La famille d'un détenu retrouvé mort par suicide le 11 avril à la maison d'arrêt de Béthune (Pas-de-Calais) a déposé une plainte, dénonçant ses conditions de détention, a-t-on appris jeudi auprès du parquet et de la famille.
Des conditions de détention indignes
La plainte, consultée par l'AFP, vise des faits de « conditions de détention indignes » et « manquements graves à la sécurité ». Le détenu de 31 ans, mis en examen pour tentative de meurtre selon le procureur de Béthune Étienne Thieffry, était incarcéré dans une cellule présentant de « graves dysfonctionnements sanitaires », rendant « les conditions d'hygiène inacceptables ». La famille dénonce également une cellule « suroccupée » et un défaut de surveillance.

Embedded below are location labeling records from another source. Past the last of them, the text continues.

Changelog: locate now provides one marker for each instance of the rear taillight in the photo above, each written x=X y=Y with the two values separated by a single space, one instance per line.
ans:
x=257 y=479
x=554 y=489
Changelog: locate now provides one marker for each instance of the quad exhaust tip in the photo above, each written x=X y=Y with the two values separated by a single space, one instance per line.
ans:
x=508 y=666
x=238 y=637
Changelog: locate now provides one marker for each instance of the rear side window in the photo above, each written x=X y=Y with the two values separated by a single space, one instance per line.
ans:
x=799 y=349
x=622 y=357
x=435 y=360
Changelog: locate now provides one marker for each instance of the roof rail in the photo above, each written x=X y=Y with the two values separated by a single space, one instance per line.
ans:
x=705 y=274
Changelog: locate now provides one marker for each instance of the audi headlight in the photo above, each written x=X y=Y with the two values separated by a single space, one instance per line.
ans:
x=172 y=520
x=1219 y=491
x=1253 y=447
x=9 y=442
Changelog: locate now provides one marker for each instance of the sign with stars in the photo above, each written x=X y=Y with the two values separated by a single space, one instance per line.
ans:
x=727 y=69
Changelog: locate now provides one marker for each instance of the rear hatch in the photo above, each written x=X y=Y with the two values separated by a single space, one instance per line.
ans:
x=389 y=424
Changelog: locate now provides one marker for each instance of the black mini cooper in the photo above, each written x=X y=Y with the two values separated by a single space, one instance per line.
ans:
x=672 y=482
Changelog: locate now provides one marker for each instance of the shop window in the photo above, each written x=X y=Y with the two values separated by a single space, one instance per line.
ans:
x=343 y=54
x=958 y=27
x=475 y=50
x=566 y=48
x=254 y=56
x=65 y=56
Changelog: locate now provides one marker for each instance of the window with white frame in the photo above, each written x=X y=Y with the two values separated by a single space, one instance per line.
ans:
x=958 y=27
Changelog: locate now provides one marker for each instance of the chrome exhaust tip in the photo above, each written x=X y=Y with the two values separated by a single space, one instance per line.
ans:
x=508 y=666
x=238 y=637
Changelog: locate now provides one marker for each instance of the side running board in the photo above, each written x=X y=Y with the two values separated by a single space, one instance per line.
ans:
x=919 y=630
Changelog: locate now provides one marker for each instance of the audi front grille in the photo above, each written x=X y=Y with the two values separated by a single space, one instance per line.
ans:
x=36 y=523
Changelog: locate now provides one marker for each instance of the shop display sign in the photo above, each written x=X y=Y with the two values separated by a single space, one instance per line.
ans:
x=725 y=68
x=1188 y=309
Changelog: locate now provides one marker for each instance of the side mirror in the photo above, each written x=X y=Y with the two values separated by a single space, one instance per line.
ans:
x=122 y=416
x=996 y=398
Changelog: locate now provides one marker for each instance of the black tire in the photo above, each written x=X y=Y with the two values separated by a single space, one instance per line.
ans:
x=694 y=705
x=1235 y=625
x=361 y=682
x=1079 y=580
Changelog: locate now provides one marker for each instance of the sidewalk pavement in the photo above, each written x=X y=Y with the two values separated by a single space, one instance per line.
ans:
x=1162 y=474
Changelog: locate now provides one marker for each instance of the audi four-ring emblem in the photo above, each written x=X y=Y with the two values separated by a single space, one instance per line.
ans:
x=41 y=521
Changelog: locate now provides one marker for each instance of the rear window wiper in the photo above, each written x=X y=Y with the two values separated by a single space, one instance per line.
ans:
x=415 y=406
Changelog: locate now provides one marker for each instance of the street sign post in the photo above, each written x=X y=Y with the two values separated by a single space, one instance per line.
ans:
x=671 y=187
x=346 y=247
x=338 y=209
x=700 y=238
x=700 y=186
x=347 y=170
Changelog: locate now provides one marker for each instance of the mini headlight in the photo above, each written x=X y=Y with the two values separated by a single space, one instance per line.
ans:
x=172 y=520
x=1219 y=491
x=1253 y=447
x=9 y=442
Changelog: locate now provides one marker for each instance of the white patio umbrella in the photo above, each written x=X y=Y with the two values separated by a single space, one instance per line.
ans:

Une victime collatérale de la surpopulation carcérale
Selon l'avocat de la famille, Me Charly Salkazanov, « plusieurs choses interrogent » dans cette affaire : « Les conditions de détention ont eu un impact sur son état physique et mental. C'est une victime collatérale de la surpopulation carcérale », a-t-il estimé. Par ailleurs, « les faits se seraient passés au quartier disciplinaire où les conditions de détention sont les pires, une sorte d'angle mort de la détention », a-t-il ajouté.
Selon Étienne Thieffry, le détenu était seul dans une cellule du quartier disciplinaire au moment de sa mort, et l'autopsie « n'a pas mis en évidence » l'intervention d'un tiers. Une enquête en recherche des causes de la mort a été ouverte après son décès.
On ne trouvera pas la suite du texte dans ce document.